I've a very long list of tweets stored in a python list (more than 50k). I'm in the stage of comparing every item verses the rest to find the similarity between tweets by using difflib (to remove those who are 755 similar while just keeping one tweet of those who are similar). I used itertools.combinations to loop over all items but it took very long time (i.e. days).
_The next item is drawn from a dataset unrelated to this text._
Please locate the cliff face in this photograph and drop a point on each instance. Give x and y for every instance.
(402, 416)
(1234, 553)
Here is my code:
import pandas as pd
from difflib import SequenceMatcher
import itertools
import re
import time
def similar(a, b):
return SequenceMatcher(None, a, b).ratio()
df1=pd.read_csv("50k_TweetSheet.csv")
data = df1['text'].tolist()
orginalData = data
outList = []
data[:] = [re.sub(r"http\S+", "", s) for s in data]
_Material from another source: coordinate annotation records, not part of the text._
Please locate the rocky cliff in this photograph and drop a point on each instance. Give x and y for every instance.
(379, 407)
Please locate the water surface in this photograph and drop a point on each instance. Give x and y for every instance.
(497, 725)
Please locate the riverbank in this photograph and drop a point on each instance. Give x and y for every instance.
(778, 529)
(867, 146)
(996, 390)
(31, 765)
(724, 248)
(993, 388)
data[:] = [re.sub(r"@\S+", "", s) for s in data]
data[:] = [re.sub(r"RT|rt\S+", "", s) for s in data]
data[:] = [s.replace('\r+', ' ') for s in data]
data[:] = [s.replace('\n+', ' ') for s in data]
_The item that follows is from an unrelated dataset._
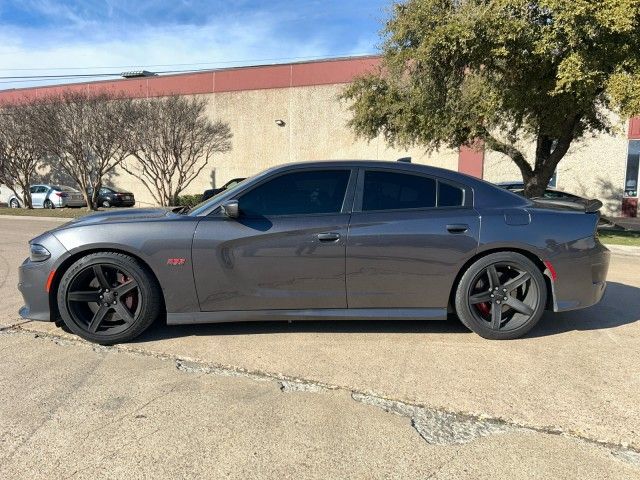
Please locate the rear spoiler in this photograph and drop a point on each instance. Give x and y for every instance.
(588, 206)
data[:] = [s.replace(' +', ' ') for s in data]
numOfRows = len(data)
start_time = time.time()
for a, b in itertools.combinations(range(numOfRows), 2):
if len(data[a].split()) < 4: continue
if a in outList: continue
similarity = similar(data[a],data[b])
if similarity > 0.75:
if len(data[a].split()) > len(data[b].split()):
outList.append(b)
print(data[a])
else:
outList.append(a)
print(data[b])
Is there a faster way to do so?